Yemen LNG
- Yemen LNG logo
- Native name: الشركة اليمنية للغاز الطبيعي المسال
- Industry: LNG
- Founded: 1995
- Headquarters: Balhaf, Hadhramout , Yemen
- Website: YLNG's official website

= Yemen LNG =

Natural gas liquefaction project in Yemen

Yemen LNG (also called YLNG) is the first natural gas liquefaction (LNG) project in Yemen. The LNG plant is located in Balhaf.

==History==
Yemen LNG Company was incorporated in 1995 to develop the LNG plant. In 1997, the development was halted because of the Asian economic crisis. The project was launched only in August 2005 after signing three LNG supply contracts. On 29 October 2007, Yemen LNG and Yemen state-owned oil and gas company Safer Exploration and Production agreed a 20-year contract, according to which Safer grants the LNG plant with supply up to 12.5 billion cubic meter (bcm) of gas per year from the Block 18 of the Marib-Jawf field.
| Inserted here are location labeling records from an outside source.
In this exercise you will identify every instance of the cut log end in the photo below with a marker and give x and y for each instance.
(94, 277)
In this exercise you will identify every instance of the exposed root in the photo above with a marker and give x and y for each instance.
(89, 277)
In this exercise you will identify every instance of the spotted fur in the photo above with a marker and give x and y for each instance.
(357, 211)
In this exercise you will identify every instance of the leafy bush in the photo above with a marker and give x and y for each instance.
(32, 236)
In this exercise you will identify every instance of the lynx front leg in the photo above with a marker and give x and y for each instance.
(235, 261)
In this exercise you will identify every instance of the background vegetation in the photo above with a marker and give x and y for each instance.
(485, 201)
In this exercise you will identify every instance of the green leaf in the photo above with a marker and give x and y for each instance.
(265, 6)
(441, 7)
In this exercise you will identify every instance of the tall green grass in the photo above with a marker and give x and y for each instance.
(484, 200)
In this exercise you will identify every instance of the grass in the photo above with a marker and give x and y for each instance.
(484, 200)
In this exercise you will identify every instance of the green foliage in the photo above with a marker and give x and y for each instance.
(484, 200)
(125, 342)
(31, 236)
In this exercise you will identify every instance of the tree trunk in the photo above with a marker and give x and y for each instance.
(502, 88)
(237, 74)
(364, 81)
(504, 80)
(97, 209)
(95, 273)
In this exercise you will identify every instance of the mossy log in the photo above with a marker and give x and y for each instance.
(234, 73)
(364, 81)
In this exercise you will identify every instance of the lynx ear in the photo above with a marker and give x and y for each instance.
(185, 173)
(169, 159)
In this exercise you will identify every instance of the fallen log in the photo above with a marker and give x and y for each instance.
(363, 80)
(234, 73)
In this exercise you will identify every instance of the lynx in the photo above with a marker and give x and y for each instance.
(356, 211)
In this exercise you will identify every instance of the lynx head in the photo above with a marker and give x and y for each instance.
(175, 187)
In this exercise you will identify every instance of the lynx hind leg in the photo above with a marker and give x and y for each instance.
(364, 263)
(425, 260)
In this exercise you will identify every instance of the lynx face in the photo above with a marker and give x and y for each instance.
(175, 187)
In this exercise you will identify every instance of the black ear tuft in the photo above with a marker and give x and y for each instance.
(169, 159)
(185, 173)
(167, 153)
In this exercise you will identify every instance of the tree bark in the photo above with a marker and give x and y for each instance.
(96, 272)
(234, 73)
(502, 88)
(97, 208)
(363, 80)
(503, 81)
The production started on 15 October 2009.

==Technical description==
The project comprises upstream gas processing facilities including a transfer line linking processing units, a spur-line for transporting gas to the Ma'bar area and a 320 km, 38 in pipeline connecting the gas processing facilities to the LNG plant. The plant consists of two LNG trains with the total capacity of 6.7 million tonnes per year. The contractors for the construction of LNG trains were Technip, JGC, and Kellogg Brown & Root. The project is one of the country's first big project financing with total cost of US$4 billion, involving US$3 billion in debt being raised from a syndicate of banks. Bank of Tokyo-Mitsubishi UFJ, BNP Paribas, Citigroup, ING Group, Royal Bank of Scotland, Société Générale, and Sumitomo Mitsui Banking Corporation are the initial mandated lead arrangers and bookrunners on a loan.

==Project company==
The consortium is led by Total S.A. (39.62%) in cooperation with Hunt Oil Company (17.22%), Yemen Gas Company (YGC; 16.73%), SK Corp. (9.55%), Kogas (6.00%), Hyundai Corporation (5.88%), and the General Authority for Social Security & Pensions of Yemen (5.00%). On 30 June 2010, Russia's government announced that Russian gas company Gazprom may buy Hunt Oil's stake, possibly together with Saudi Arabia.

==LNG exports==
Yemen LNG has SPAs ('Sale and Purchase Agreement') to supply:
- Engie (formerly Suez) — 2.5 mtpa,
- Total S.A. — 2.0 mtpa,
- Kogas — 2.0 mtpa.

All SPAs last from 2009–2029.

Early November 2017, Total S.A. and Engie announced an agreement whereby Total S.A. would buy all Engie's LNG production in the world; it is assumed that this agreement covers Engie's prior SPA with Yemen LNG.

Due to the civil war raging in Yemen (Yemeni Civil War (2015–present)), the Yemen LNG partners stopped gas production, liquefaction and export in April 2015. Until today, April 2021, the production and exports had not yet resumed. The latest attack on a pipeline was in June 2019.